Scientists at the Institute have been analysing samples from a London sewage plant since the onset of the pandemic and have previously shown that there is a good correlation between the levels of coronavirus detected in wastewater and the number of cases in the area.
Now, in a new study published in the journal mSystems, our scientists show that this method is able to rapidly detect novel variants of the virus and could provide an early warning sign of variants of concern becoming prevalent in the population.
The data revealed that the B.1.1.7 variant, also known as the Alpha variant or UK variant, was first identified in samples on 10 November 2020. It then rapidly increased in frequency to become the dominant variant, accounting for over 95 - 99% of cases by 26 January 2021. These findings closely matched data from clinical samples obtained over the same period.
Dr Javier Martin, who led the study, comments:
“Our work further highlights that environmental surveillance is a reliable way of monitoring coronavirus in the population and can be used to proactively identify new variants of concern.
“This method has an advantage over clinical surveillance as it can provide an immediate snapshot of how the virus is circulating between millions of individuals, including those with asymptomatic infections.

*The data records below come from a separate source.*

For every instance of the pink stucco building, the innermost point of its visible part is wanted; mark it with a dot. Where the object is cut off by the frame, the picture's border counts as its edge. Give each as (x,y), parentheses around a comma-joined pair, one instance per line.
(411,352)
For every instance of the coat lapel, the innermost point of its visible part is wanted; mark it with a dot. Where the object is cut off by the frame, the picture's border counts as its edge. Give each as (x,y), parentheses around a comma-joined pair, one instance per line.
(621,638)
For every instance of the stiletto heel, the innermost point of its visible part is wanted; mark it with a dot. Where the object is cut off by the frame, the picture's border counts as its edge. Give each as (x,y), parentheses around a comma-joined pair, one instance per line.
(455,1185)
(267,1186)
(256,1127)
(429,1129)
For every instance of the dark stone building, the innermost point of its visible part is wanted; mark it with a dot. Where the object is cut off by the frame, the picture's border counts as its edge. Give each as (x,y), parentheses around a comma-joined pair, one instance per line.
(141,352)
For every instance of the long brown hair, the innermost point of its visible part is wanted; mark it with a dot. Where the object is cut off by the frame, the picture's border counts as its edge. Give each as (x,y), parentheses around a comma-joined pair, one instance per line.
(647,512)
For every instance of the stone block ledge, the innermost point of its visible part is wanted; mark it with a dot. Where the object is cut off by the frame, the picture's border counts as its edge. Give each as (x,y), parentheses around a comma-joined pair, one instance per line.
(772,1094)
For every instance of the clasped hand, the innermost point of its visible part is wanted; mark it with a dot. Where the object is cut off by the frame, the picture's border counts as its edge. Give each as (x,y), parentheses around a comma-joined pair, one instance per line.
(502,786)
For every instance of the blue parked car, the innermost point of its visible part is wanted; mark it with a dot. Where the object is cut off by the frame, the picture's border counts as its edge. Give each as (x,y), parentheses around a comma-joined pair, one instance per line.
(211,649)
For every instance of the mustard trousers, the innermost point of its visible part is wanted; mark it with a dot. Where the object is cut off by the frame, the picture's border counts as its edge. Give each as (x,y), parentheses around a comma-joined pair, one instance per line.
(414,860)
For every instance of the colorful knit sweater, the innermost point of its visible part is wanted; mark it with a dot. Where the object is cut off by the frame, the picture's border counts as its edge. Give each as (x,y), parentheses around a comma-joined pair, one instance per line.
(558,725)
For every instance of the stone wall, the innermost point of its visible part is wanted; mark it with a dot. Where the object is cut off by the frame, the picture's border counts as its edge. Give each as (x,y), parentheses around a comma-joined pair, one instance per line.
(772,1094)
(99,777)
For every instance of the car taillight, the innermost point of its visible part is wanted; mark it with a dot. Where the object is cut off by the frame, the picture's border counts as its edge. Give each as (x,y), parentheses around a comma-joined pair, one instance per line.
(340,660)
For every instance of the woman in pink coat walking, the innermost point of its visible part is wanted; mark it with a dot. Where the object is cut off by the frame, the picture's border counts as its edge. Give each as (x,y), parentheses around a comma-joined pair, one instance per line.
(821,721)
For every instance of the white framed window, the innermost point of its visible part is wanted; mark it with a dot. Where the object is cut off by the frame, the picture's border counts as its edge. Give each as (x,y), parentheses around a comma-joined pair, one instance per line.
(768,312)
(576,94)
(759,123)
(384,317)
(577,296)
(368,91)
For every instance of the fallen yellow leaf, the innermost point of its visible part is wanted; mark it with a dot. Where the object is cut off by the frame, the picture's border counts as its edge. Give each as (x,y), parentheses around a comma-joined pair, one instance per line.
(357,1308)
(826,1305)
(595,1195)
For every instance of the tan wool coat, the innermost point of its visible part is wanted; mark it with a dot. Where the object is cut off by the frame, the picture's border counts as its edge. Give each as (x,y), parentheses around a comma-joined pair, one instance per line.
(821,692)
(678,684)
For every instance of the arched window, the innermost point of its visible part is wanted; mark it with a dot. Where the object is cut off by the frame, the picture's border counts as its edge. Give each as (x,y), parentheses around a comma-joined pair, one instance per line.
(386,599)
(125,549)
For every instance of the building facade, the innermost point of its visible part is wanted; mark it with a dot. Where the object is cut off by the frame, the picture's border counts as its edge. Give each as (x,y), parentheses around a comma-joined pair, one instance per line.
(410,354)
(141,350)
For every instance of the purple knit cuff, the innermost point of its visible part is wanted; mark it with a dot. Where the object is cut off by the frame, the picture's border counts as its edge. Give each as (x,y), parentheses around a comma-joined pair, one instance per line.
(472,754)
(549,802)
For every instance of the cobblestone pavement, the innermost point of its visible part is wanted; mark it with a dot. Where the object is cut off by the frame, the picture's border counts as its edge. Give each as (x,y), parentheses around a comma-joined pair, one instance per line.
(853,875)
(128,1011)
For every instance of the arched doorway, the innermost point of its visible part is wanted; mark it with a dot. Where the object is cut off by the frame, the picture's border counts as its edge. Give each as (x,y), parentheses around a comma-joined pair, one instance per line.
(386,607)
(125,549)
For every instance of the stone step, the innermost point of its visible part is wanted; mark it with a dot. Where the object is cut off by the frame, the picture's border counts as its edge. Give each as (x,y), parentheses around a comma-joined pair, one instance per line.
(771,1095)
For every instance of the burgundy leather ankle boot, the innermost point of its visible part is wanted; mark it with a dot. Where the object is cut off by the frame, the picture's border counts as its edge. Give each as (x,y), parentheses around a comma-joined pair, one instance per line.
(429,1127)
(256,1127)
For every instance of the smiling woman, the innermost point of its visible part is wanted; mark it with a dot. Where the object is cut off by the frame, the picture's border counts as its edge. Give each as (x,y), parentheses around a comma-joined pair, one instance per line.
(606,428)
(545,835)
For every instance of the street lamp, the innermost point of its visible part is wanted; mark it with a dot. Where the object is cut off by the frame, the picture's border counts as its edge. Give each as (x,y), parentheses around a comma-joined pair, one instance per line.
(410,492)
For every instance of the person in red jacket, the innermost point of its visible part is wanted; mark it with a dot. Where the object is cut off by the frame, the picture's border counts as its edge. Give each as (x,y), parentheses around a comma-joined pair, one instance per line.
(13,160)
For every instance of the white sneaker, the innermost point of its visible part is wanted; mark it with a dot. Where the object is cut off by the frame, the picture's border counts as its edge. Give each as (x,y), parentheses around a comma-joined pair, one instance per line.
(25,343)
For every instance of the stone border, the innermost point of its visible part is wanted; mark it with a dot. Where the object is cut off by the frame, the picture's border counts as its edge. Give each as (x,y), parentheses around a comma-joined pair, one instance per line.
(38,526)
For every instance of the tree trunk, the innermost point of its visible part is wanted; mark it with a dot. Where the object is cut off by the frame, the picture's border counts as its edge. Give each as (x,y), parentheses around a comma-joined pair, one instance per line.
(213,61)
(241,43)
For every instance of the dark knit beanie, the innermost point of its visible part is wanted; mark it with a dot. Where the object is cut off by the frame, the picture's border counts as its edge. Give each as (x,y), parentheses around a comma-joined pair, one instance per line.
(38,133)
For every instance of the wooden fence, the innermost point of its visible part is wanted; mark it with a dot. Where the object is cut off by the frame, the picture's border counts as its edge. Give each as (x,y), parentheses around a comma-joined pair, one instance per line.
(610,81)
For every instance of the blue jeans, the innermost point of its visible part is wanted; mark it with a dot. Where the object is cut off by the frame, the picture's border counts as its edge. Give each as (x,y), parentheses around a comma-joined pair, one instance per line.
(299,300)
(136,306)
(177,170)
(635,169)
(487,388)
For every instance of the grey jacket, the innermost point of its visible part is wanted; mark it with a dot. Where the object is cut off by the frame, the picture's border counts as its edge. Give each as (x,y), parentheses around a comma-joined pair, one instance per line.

“In the future, environmental surveillance could also support vaccine strain selection based on prevalent variants if vaccines will need to be regularly updated as is currently the case for flu vaccines.”
The testing of wastewater samples at the NIBSC is ongoing and the most recent data reflects a shift in variants that have driving transmission over the last few months. The Alpha variant is now in decline, while other variants of concern are increasing in frequency. These findings are included in a latest report published by the Imperial College COVID-19 Response Team. Further information is available from the Imperial College website.